Indian Utensils By Karl Bodmer
Funeral Scaffold of a Sioux Chief By Karl Bodmer
The second scarf that he designed was titled Faune et Flore du Texas and was made for the state’s one hundred and fiftieth anniversary.
A Kermit Oliver scarf design titled Faune et Flore du Texas, 1987
Oliver’s first two scarfs were no exception to the timely process of producing his designs. It takes six to twelve months, starts in Texas and Ends in Lyon, France. It can take so much time not only because of the research Oliver does for each scarf but because of how elaborate his designs end up being. They are always very detailed and colorful.
In Texas a design is drawn and decided on. It is then painted onto a piece of watercolor paper that is the same size the finished scarf will be. Acrylic paints are used and the finished painting is then sent to Paris where the design is approved. Once approved, it is sent to Lyon where the manufacturing takes place.
A Kermit Oliver scarf design titled Kachinas, 1992
Oliver’s scarfs are some of Hermès’s most laborious to print and produce but all of the hard work has proved to be very worth it. The detail and color translated into Hermès selling many scarfs and in turn has created a demand for Oliver’s paintings. One of his pieces sold for more than $70,000 but with that sale and the sale of others, he chose to support his family by working at a post office sorting mail. I would say the word humble is an understatement to describe Oliver.
He had no desire for fame or excess money and just about the same time he starting collaborating with Hermès, he decided to retreat from the art world. Not a decision many would make. The only paintings he made money from were commissioned. This was up until he went through a devastating time and needed to pay attorney fees. He had to turn to selling his art and Hermès helped him by ordering fifteen additional colors of existing designs he had done. Unfortunately, this deal had Hermès keep the rights to the designs and is why Oliver’s work was used for everything from boxer shorts to ashtrays.

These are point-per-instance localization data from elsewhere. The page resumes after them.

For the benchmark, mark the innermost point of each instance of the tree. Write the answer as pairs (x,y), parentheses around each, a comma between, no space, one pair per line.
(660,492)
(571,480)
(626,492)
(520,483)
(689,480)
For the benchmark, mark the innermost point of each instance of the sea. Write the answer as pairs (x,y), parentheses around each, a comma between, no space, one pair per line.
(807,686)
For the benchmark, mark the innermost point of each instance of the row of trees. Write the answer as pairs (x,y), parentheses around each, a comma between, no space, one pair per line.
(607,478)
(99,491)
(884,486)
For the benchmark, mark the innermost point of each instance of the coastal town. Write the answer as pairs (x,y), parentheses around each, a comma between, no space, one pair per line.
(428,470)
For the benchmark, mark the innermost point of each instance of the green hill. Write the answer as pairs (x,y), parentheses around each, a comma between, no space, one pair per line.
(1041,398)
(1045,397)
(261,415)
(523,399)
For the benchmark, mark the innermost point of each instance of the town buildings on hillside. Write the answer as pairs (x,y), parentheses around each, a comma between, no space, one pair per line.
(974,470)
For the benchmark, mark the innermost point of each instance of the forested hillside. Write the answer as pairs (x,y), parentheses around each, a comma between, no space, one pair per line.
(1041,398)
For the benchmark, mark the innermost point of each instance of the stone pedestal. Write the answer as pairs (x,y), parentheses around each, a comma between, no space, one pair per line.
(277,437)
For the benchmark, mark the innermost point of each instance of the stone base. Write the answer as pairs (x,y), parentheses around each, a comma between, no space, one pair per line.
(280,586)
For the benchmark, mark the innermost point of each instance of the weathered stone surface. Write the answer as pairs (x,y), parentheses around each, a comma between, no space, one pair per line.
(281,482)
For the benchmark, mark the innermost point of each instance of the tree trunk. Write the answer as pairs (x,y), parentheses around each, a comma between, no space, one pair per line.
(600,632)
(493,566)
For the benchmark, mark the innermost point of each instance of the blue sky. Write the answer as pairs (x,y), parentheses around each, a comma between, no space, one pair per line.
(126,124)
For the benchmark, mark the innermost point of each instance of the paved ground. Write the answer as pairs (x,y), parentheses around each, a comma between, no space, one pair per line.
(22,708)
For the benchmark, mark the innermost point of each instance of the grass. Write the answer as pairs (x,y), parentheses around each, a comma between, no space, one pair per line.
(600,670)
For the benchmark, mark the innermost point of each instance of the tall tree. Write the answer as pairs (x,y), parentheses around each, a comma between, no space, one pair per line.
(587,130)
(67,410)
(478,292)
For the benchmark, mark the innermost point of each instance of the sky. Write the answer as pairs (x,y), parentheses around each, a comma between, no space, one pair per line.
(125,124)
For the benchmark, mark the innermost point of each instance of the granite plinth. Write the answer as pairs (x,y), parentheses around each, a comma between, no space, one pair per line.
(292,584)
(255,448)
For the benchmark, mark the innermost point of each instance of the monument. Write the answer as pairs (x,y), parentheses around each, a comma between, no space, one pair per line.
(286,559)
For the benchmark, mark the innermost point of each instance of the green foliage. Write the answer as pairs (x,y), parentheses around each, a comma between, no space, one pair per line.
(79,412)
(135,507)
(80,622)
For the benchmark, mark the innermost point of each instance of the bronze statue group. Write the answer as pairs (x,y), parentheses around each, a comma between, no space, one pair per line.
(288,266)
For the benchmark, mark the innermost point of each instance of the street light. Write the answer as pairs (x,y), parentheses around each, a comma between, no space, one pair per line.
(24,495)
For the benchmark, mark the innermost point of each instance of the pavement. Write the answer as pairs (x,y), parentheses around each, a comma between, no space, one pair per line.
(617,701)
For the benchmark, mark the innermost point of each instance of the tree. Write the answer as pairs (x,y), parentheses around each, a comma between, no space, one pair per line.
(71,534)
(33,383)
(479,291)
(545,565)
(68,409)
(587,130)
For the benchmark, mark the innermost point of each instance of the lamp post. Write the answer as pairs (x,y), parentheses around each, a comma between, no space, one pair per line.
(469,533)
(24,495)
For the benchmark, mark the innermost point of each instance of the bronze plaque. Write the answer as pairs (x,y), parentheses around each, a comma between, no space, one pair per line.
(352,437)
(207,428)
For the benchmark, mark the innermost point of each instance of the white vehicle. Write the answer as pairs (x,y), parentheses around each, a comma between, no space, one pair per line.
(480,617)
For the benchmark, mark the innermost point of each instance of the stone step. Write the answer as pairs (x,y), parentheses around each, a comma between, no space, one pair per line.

Oliver has been through a lot in his personal life and continues to work at the post office, putting in overtime when he can. Pretty astonishing when you think of the money he could be making from his art. Hermès definitely found one talented man with an astounding story. Good thing they did, as we now have beautiful pieces of silk to collect and search the Internet for. Best of luck buying one when they’re in stores, they don’t stay on shelves for long.